Menurut Towsend (1998 dalam Nengsi, 2014), harga diri rendah

adalah perilaku negatif terhadap diri dan perasaan tentang diri atau

kemampuan diri yang negatif, yang dapat diekspresikan secara langsung

maupun tak langsung. Harga diri klien yang rendah menyebabkan klien

merasa malu, dianggap tidak berharga dan berguna. Klien kesal kemudian

marah dan kemarahan tersebut diekspresikan secara tak konstruktif, seperti

memukul orang lain, membanting-banting barang atau mencederai diri

sendiri. Berdasarkan teori yang telah disampaikan tersebut sama dengan

data pengkajian konsep diri harga diri yang ditemukan pada kasus klien

Sdr.R yaitu klien merasa kurang diterima di masyarakat karena klien sering

mengamuk.

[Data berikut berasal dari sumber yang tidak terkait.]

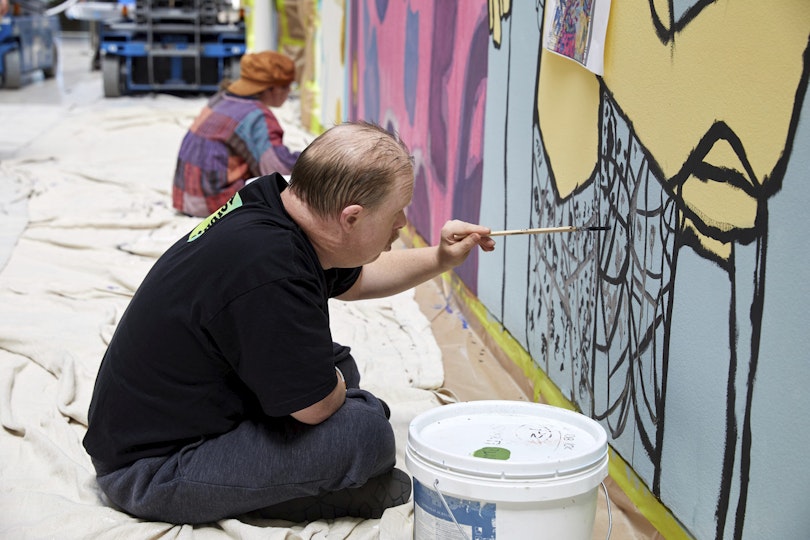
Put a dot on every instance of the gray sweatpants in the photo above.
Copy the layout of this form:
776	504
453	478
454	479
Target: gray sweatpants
260	464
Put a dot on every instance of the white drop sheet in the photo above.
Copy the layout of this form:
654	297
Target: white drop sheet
95	180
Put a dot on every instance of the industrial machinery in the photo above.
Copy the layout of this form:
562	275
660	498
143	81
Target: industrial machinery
172	46
28	42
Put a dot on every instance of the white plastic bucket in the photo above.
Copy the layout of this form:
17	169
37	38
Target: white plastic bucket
505	469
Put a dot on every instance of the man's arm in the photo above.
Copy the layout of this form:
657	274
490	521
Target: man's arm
318	412
399	270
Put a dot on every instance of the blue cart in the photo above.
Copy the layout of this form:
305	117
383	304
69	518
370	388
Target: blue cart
172	46
28	42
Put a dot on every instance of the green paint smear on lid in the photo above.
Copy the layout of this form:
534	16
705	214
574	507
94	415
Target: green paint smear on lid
493	452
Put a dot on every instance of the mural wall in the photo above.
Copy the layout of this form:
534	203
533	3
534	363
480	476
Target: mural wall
682	329
419	68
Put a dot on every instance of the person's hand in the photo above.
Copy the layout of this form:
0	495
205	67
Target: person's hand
459	238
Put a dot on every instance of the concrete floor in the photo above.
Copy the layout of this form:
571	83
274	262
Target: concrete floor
74	84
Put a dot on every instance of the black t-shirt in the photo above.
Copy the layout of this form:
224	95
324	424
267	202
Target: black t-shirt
232	322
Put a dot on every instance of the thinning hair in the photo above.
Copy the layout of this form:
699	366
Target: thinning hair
351	163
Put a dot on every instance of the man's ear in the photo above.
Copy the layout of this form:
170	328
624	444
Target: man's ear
350	217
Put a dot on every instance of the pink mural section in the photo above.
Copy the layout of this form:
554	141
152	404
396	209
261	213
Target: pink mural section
419	68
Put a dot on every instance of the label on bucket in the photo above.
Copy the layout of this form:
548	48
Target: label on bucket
431	520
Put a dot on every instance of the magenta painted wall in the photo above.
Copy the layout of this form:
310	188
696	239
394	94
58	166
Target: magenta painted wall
419	68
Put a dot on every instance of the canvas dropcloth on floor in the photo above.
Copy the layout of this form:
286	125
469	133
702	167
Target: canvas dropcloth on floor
97	183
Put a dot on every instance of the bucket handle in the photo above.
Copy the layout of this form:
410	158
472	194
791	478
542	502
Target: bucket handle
610	512
447	507
465	537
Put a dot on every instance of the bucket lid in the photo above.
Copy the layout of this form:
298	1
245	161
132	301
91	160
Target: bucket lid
508	439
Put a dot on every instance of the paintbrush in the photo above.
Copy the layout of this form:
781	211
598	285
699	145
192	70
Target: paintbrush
547	230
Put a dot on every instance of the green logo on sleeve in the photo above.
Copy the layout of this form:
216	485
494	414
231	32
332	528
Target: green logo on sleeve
234	203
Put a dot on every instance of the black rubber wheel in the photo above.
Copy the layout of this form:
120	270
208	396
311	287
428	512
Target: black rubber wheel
12	75
50	71
112	76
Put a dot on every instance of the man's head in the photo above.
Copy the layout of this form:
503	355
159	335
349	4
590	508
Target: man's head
263	70
360	177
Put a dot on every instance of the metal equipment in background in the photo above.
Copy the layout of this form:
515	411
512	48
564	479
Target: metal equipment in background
172	46
28	42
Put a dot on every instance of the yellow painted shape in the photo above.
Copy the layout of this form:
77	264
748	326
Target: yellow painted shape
568	114
648	504
720	205
738	61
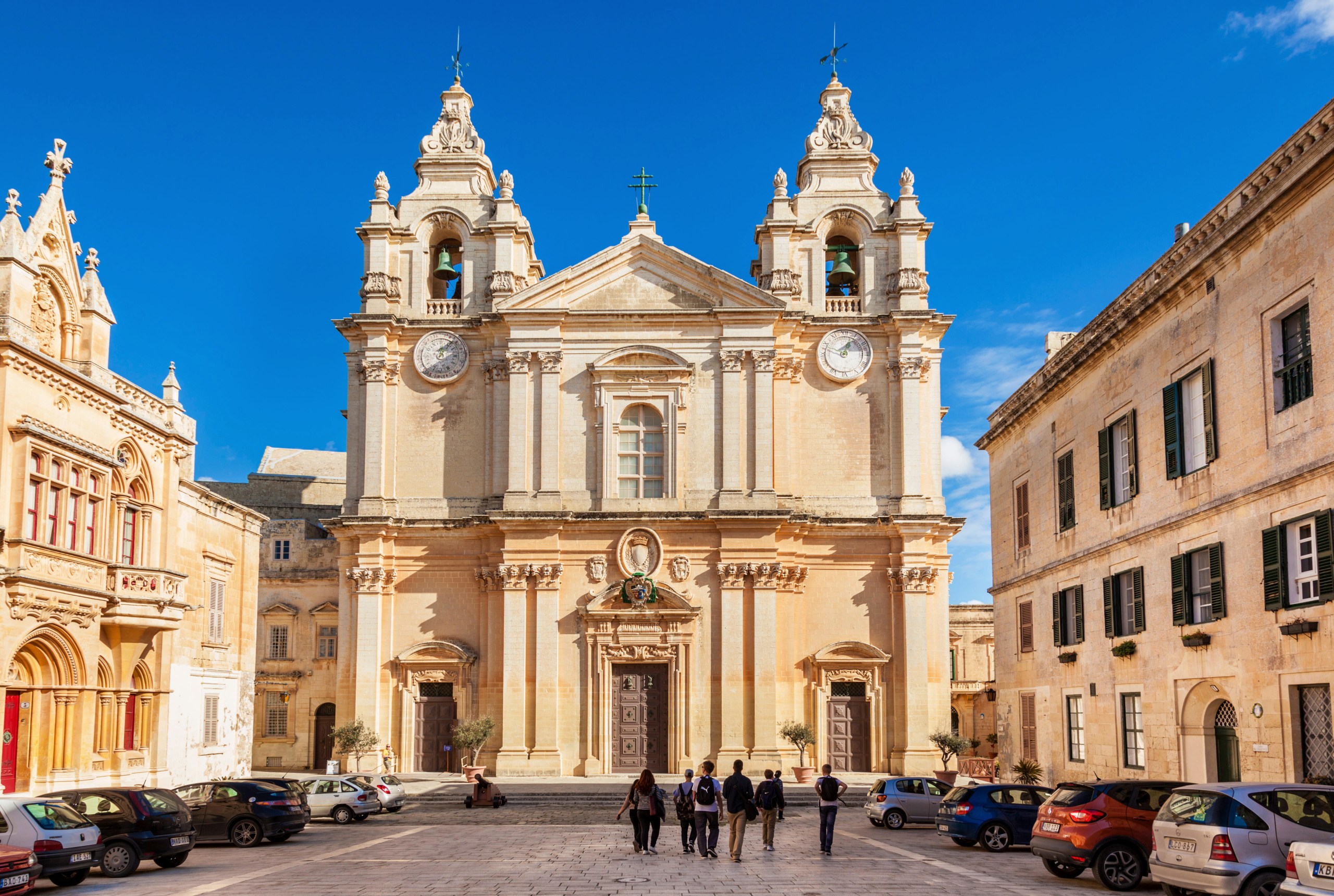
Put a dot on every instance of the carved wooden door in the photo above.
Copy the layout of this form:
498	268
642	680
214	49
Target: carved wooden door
639	720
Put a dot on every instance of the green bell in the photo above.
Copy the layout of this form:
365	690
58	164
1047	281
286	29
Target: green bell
842	272
444	271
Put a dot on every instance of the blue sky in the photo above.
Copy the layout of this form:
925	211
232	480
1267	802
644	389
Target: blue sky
223	156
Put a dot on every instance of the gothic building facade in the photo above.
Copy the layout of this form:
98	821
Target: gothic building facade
642	511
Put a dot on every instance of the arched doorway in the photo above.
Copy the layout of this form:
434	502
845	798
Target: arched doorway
325	715
1226	755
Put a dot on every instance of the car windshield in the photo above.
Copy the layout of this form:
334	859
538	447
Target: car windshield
55	816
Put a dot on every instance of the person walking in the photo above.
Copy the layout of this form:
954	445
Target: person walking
706	811
741	802
768	800
829	790
685	799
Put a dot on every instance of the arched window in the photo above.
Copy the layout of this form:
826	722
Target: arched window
639	463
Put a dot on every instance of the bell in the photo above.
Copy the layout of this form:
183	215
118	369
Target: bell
444	271
842	272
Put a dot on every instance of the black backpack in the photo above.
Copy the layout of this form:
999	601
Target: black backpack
705	794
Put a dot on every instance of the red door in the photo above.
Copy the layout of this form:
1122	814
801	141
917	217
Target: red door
10	744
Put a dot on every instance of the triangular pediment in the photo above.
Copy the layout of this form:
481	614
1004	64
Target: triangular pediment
641	275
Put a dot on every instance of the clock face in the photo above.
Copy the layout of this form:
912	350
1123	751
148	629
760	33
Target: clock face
845	355
441	356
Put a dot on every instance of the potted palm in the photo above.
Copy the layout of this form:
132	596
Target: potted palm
470	737
799	735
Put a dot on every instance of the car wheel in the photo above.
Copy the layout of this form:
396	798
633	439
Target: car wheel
119	861
1120	867
1266	883
1063	870
68	878
994	838
246	833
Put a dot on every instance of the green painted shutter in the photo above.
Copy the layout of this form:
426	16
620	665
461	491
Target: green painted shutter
1275	558
1216	580
1137	579
1056	619
1325	555
1171	428
1211	438
1108	608
1105	468
1178	590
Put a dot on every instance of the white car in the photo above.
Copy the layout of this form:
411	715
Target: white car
1311	870
67	843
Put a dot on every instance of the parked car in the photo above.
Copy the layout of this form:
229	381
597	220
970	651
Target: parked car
1311	870
242	813
1105	826
67	844
19	871
996	815
894	802
341	798
137	823
1234	838
389	788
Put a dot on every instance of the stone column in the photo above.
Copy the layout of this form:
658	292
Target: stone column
546	750
514	708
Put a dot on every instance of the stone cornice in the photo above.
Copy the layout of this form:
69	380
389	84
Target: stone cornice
1242	207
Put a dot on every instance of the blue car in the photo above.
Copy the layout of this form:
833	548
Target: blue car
996	815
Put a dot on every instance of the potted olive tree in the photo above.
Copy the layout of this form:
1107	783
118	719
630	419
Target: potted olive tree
470	737
799	735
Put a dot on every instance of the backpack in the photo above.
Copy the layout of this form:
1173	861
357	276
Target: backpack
706	795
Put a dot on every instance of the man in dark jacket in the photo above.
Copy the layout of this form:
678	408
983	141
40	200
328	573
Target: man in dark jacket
739	795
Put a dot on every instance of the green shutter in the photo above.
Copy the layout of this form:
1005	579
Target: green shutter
1325	555
1137	579
1211	438
1216	580
1178	590
1275	556
1108	608
1056	619
1171	428
1105	468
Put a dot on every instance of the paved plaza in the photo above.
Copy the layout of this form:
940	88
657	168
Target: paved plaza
530	852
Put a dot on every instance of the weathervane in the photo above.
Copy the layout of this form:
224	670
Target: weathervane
833	59
644	187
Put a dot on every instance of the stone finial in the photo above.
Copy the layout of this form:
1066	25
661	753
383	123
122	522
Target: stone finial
58	163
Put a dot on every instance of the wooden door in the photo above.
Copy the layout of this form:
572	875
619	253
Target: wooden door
639	720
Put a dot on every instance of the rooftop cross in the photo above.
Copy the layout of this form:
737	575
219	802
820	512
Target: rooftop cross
644	187
833	58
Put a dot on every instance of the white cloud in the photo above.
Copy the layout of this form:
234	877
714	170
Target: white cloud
1300	26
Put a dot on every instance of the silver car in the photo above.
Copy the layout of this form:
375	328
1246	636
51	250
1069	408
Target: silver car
1234	838
896	802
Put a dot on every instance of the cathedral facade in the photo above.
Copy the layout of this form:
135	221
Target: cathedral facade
642	511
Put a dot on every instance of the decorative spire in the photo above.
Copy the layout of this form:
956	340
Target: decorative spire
58	163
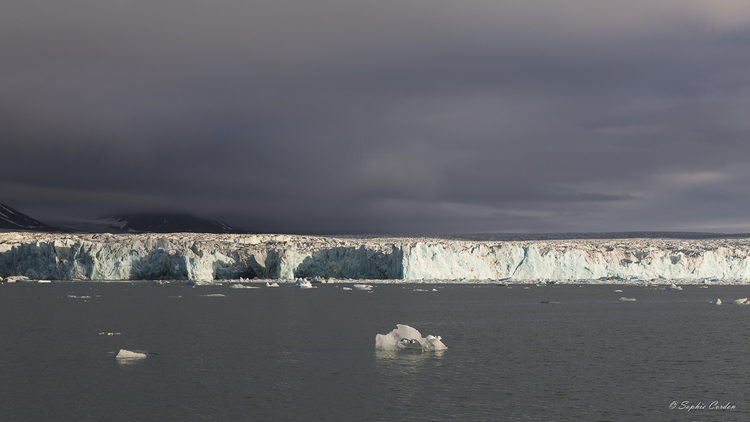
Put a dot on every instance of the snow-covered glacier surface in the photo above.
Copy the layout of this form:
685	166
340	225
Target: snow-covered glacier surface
189	256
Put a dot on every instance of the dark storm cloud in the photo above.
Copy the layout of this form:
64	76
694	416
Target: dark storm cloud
415	116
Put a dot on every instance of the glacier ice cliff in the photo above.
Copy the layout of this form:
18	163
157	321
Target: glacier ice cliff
190	256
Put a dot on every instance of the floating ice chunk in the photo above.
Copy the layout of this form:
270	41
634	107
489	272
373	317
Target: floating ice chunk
405	336
242	286
201	283
127	354
302	284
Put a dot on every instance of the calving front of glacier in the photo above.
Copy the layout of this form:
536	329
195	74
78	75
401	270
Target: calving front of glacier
189	256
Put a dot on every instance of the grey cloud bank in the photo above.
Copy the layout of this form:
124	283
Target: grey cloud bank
373	117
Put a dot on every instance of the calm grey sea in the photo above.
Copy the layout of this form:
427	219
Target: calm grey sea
282	354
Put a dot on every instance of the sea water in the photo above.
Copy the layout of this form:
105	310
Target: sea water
552	353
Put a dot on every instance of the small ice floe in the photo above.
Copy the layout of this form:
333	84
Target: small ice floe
127	354
406	337
15	279
301	283
200	283
242	286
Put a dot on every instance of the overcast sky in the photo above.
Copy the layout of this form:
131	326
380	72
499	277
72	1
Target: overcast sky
342	116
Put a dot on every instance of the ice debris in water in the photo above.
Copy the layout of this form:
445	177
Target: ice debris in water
402	337
127	354
302	284
242	286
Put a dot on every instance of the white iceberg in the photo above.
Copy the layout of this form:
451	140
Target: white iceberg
242	286
302	284
127	354
405	336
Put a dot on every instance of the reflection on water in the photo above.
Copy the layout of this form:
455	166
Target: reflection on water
404	362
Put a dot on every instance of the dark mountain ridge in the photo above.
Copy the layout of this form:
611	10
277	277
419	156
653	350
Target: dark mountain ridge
11	219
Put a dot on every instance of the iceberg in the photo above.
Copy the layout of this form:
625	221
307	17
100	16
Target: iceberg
302	284
406	337
242	286
127	354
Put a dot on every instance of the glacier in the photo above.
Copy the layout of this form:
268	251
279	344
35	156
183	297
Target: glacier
191	256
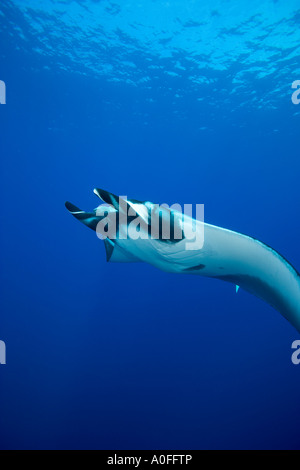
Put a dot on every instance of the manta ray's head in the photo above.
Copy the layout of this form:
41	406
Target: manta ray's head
146	216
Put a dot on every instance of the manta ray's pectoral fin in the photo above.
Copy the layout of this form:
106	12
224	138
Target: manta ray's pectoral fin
90	219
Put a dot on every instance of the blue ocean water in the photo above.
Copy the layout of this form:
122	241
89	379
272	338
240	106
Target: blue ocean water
168	101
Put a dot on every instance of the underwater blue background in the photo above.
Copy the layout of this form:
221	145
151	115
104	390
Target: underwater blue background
179	101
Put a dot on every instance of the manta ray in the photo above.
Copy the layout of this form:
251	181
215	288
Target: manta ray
219	253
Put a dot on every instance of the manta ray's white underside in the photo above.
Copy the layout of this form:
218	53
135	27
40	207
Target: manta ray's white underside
224	254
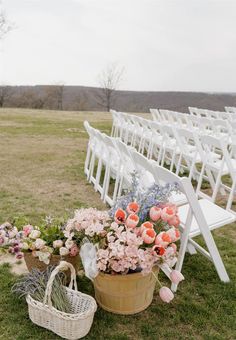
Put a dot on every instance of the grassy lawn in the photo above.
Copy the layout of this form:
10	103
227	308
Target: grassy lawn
41	173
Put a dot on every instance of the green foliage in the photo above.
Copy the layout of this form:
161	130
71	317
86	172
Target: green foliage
35	283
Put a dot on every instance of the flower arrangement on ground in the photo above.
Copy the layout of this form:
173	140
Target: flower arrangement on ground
41	241
139	233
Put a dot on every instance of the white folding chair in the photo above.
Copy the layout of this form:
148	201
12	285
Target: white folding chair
198	217
220	166
145	169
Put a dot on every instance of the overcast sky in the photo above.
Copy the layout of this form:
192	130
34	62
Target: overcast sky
181	45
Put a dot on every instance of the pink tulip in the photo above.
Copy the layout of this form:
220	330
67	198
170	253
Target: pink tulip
166	294
120	216
175	221
174	234
74	250
176	276
148	236
168	213
132	221
155	213
163	239
133	208
19	255
158	250
146	225
27	229
173	245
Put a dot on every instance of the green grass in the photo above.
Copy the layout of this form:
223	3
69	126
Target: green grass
42	155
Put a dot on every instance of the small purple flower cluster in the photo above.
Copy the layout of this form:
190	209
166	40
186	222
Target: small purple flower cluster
146	198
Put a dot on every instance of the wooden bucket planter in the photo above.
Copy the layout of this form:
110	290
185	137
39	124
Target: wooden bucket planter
33	262
125	294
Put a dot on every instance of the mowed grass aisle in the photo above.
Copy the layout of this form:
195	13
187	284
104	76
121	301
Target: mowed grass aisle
41	173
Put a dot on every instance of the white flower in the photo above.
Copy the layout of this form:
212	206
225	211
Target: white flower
39	243
69	244
64	251
43	256
35	234
13	232
2	233
57	244
25	246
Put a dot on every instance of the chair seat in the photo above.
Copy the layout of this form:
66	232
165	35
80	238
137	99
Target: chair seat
178	198
217	166
215	216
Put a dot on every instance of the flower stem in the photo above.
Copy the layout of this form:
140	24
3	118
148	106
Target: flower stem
157	279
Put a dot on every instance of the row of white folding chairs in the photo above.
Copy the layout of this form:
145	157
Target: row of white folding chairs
106	160
211	114
198	216
193	122
180	148
230	109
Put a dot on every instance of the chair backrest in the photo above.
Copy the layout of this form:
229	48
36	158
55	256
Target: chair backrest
218	161
194	210
124	152
230	109
156	115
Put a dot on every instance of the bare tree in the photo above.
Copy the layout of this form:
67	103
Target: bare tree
29	98
80	101
5	25
55	96
109	81
5	94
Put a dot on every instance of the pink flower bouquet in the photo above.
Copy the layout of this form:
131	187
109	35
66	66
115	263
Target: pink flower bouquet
42	242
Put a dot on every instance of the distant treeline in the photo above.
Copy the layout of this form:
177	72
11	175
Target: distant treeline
79	98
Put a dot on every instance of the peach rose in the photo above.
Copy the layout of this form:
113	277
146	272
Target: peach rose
133	208
175	221
146	225
162	239
148	236
155	213
168	213
174	234
120	216
132	221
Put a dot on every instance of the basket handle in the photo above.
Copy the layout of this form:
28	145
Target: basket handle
63	265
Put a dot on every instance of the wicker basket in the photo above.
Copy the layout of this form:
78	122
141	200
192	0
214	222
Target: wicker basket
125	294
34	262
69	326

Sedangkan pada kasus Tn.SR yaitu selama dirumah klien

merasa malu dan minder karena dianggap orang stress, klien lebih senang

menyendiri dirumah, dan klien selalu merasa bahwa dirinya selalu

merepotkan kedua orang tuanya.

Menurut Achlis (2011 dalam Fauziah & Latipun, 2016)

keberfungsian sosial merupakan kemampuan individu melaksanakan tugas

dan perannya dalam berinteraksi dengan situasi sosial tertentu yang

bertujuan mewujudkan nilai diri untuk mencapai kebutuhan hidup. Terdapat

70

beberapa faktor yang dapat mempengaruhi keberfungsian sosial individu

yaitu, adanya kebutuhan yang tidak terpenuhi, individu mengalami frustasi

dan kekecewaan, keberfungsian sosial juga dapat menurun akibat individu

mengalami gangguan kesehatan, rasa duka yang berat, atau penderitaan lain

yang disebabkan bencana alam (Ambari, 2010 dalam Fauziah & Latipun,

2016). Berdasarkan teori yang telah disampaikan tersebut sama dengan data

pengkajian hubungan sosial yang ditemukan pada kasus kedua klien yaitu

klien tidak mempunyai peran serta dalam kegiatan kelompok masyarakat

karena klien malu jika dirinya dianggap orang stress sehingga klien tidak

mau bergaul. Hambatan yang dialami kedua klien untuk berhubungan atau

berinteraksi dengan orang lain yaitu masyarakat mengucilkan klien karena

dirinya sering mengamuk dan klien merasa bahwa orang lain tidak suka

dengannya.

Data yang didapat dari pengkajian spiritual, kedua klien mengatakan

beragama islam, tetapi terdapat perbedaan pada kegiatan ibadah pada

masing-masing klien yaitu Sdr.R rajin beribadah dengan solat 5 waktu,

sedangkan Tn.SR tidak pernah beribadah. Penelitian psikiatrik

membuktikan bahwa terdapat hubungan yang sangat signifikan antara

komitmen agama dan kesehatan. Orang yang sangat religius dan taat

menjalankan ajaran agamanya relatif lebih sehat dan atau mampu mengatasi

penderitaan penyakitnya sehingga proses penyembuhan penyakit lebih cepat

(Zainul Z, 2007 dalam Sulistyowati & Prihantini, 2015).

Pada pengkajian status mental, data yang bermasalah pada kedua

klien antara lain: penampilan, pembicaraan, aktifitas motorik, alam

71

perasaan, afek, interaksi selama wawancara, proses pikir, tingkat kesadaran

dan disorientasi, memori. Penampilan kedua klien terlihat tidak rapi. Klien

terlihat selalu menggunakan baju yang sama setiap hari, terkadang di dobel

dengan baju dari rumah sakit. Adanya hubungan antara resiko perilaku

kekerasan dengan penurunan kemampuan perawatan diri klien. Fungsi

fisiologis pasien seperti halnya kemampuan melakukan perawatan diri

sering kali terpengaruh akibat adanya masalah emosional. Akibat masalah

emosional, seseorang menjadi malas makan, malas mandi, malas berganti

baju/ berhias (Jalil, 2015).

Pembicaraan, cara bicara kedua klien keras dan nada suara tinggi.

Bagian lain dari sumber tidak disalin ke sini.